12 June 2008

Ur-Story


Speaking of doleful countenances... I took a brief retreat to the North Carolina mountains earlier this week, and read a frustratingly opaque essay by William H. Gass—my favorite knight-errant critic: "The Nature of Narrative and Its Philosophical Implications" in his Tests of Time (a book I've referred to before). I often turn to Gass for inspiration or for a spur to further reflection. The clarity of his style is legendary. This essay, however, left me scratching my head—as I was banging it against the wall.

His opening was tantalizing, proposing a distinction I have sought to articulate in my blogland commentary correspondences with the prodigious Nigel Beale [hope you're self-googling] and in my exegesis of James Wood's eloquent, though oddly self-limited, How Fiction Works:
"Stories are things that get told. They can exist outside of any particular medium or any particular method of narration. ...

To begin with, stories break up the natural continuum of life into events. Next, stories arrange these segments in a temporal sequence, in order to suggest that whatever ahappens earlier is responsible for what happens later. ...In stories, all events tend to be given the same weight or value... .

The linear movement always has an aim...and when the story has a happy ending, aim and outcome are the same. ...

In stories, there are agents and actions; there are patterns; there is direction; most of all, there is meaning. Even when the consequences are tragic, there is a point; there is a message, a moral, a teaching. And that is a consolation. It is consoling to believe that our lives have a shape, a purpose and direction; that the white hats and black hats have appropriate heads beneath them, and are borne about by bodies with the right souls inside; that there are historical entities, called events, which we can understand, periods which have cohesion and personalities all their own, causes we can espouse or oppose, forces we can employ, and so on.

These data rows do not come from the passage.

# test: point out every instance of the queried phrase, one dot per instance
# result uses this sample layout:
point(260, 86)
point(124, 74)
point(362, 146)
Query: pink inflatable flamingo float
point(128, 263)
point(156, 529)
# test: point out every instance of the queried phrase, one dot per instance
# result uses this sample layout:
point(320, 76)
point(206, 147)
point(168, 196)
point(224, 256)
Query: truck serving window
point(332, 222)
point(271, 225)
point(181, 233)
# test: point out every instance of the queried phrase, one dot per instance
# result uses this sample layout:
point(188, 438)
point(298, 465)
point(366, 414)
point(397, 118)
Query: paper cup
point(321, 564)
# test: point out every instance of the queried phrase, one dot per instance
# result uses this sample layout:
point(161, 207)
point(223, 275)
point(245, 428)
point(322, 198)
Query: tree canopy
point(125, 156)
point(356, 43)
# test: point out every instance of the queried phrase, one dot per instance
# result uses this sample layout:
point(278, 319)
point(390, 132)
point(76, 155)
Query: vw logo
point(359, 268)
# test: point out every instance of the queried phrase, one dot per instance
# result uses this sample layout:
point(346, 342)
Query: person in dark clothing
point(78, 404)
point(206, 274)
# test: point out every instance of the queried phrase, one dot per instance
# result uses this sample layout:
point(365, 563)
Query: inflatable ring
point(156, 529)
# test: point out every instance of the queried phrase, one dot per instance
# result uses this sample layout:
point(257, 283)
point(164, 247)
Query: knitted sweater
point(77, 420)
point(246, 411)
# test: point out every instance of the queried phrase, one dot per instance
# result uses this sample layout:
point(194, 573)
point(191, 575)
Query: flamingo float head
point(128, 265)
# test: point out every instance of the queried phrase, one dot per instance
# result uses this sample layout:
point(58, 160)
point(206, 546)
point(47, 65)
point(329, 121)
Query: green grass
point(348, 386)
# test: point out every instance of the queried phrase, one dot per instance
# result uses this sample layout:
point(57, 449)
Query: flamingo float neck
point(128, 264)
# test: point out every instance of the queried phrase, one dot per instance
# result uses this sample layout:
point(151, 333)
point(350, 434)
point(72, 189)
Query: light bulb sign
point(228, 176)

Stories have to have a certain size. An arrow, to boast of flight, must fly awhile.

But should we believe in the story's simple determinism, in its naive teleology, its easy judgments, its facile divisions of time, its Chutes and Ladders structure? especially when stories are morally devious. There opening events are always an excuse, for the real aim of every story is a justification. ...

Stories invent a world which isn't there. Stories are abstract and indifferent to detail. A Story asks for the complicity of its readers, who share its ups and downs and tacitly approve the widkedness it wishes to justify. Histories do mostly the same thing: write up the past in a way that will authorize some present misbehavior. Stories try to keep us naive and trusting. Yes, indeed, they console us. They console us by shielding us from the truth. ...

Fictions, on the other hand, pull flashbacks and other tricks, fill their pages and the stories they pretend to tell with data: descriptions, expositions, conversations, digressions, momologues. There are characters with fictitious psychologies and fabricated pasts. ...

It might be plausible to suppose, as Hilary Putnam does, that if we turn the crank on a certain character, he will project his world on the tabula rasa of our reading, as if the world were an inference and th inference were useful to us in our own... . The data of any fiction, without the style and structure of that fiction, cannot guarantee any kind of real consequences. As soon as a so-called truth is removed from a literary text, as it must be if it is to be of further use, it loses its predictive power. ...

We do tell ourselves stories in order to live. That is just another one of our problems, and one wonders will we ever grow up. But we do not tell ourselves fictions. Fictions are too complicated; often they are nearly as long as life itself. And the good ones are frequently just as puzzling..." (pp. 3-8)
The gist is this: There are no new stories, only new ways of telling them. In the story, action is everything. Fiction gives the action context.

Gass concludes as follows in a section with the Foucaultian entitled 'Reality Has A History':
"narrative forms have always enjoyed a privileged position, as if they were the best mirrors of reality; indeed, the notion of the mirror (though it inverts) is beguilingly isomorphic. But the mind never did march, only its linear logic did; human character neither was built in a day nor let out its contents like a tap to a vat. Correlation replaced necessity, probabiilty certainty; entities were full of elements made of entities, yet entities were exclamations of relation. Death was a destination, not a consummation, and life, though full of purposes, had none, and though everything in life was a sign, life managed, itself, to be meaningless.

Story was a comfort, but if it was thought to be right for the realization of the world, except in the narrowest of cases, it was the comfort of a lie.

Fiction is story's polar opposite, though that does not mean they do not need one another, live in the same sphere, or have no common qualities. Both are cold most of the year." (pp. 26-27)
Gass tells us that "human society is full of narratives, which we set up and follow." The narratives change to meet our circumstances and need, but the story remains the same. But can we unearth the Ur-story around which our multiform narratives flit and flicker like flies on shit? This was the question I meditated on during my long drive down the mountain.